On "Into the Wild" by Jon Krakauer *****

I've intended to read Krakauer for a long time, but other things have always gotten in the way or I've simply forgotten about his work. A coworker of mine, however, recently insisted I read his work and was so insistent that she brought me the book. Not wanting to take my current library book reading to the beach, I opted to take Krakauer instead. So while I read about this Chris McCandless starving to death as he attempted to commune with nature, I communed with a different and much cushier sort of nature. And yet, despite the odd juxtaposition of landscapes and situations, I could strangely identify.

When younger, I too had a desire to take off on wild trips.

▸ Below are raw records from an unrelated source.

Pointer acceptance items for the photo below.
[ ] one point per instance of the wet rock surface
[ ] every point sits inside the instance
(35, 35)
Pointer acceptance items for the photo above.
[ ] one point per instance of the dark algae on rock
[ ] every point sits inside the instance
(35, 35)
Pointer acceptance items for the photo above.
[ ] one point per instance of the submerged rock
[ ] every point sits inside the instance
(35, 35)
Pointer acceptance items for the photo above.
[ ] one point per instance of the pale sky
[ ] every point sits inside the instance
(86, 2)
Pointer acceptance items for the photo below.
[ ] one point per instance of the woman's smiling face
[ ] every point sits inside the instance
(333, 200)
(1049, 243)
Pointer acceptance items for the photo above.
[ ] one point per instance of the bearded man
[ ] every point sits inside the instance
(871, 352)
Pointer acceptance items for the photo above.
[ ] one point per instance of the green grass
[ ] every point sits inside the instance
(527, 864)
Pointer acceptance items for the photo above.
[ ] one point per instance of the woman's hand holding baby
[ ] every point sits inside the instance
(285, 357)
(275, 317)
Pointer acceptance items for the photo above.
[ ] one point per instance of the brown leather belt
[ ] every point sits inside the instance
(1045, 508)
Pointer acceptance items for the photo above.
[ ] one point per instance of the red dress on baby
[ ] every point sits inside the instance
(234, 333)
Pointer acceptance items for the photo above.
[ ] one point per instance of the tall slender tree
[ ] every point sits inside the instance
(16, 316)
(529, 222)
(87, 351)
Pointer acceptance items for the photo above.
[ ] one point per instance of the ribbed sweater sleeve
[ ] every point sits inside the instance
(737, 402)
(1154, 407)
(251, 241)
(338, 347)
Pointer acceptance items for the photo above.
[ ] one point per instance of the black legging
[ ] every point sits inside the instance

I too had a desire to prove that I could "make it on my own." I too wanted just to bum around the country, taking odd jobs as I could. Perhaps this passion is in all young people--or all young men. But few of us dare do such things--I never did. And then, I think, many of us outgrow them. What do I mean by that? McCandless's desire to go it alone struck me as a kind of immaturity one goes through in the twenties. By the time one hits thirty, one knows there is no such thing--we are social creatures. We exist in culture and by culture. Even when "independent," we are dependent--on each other, if not at least on God. But I admire McCandless for doing what I couldn't and wouldn't have done.

The story itself that Krakauer reads is very engaging. The guy is a craftsman in terms of setting up a good plot. Start somewhere toward the end, and then begin again, somewhere near the start. Tell us only what we need to know when we need to know it. Keep us reading. That he did, for me--and I guess for many others given his robust sales.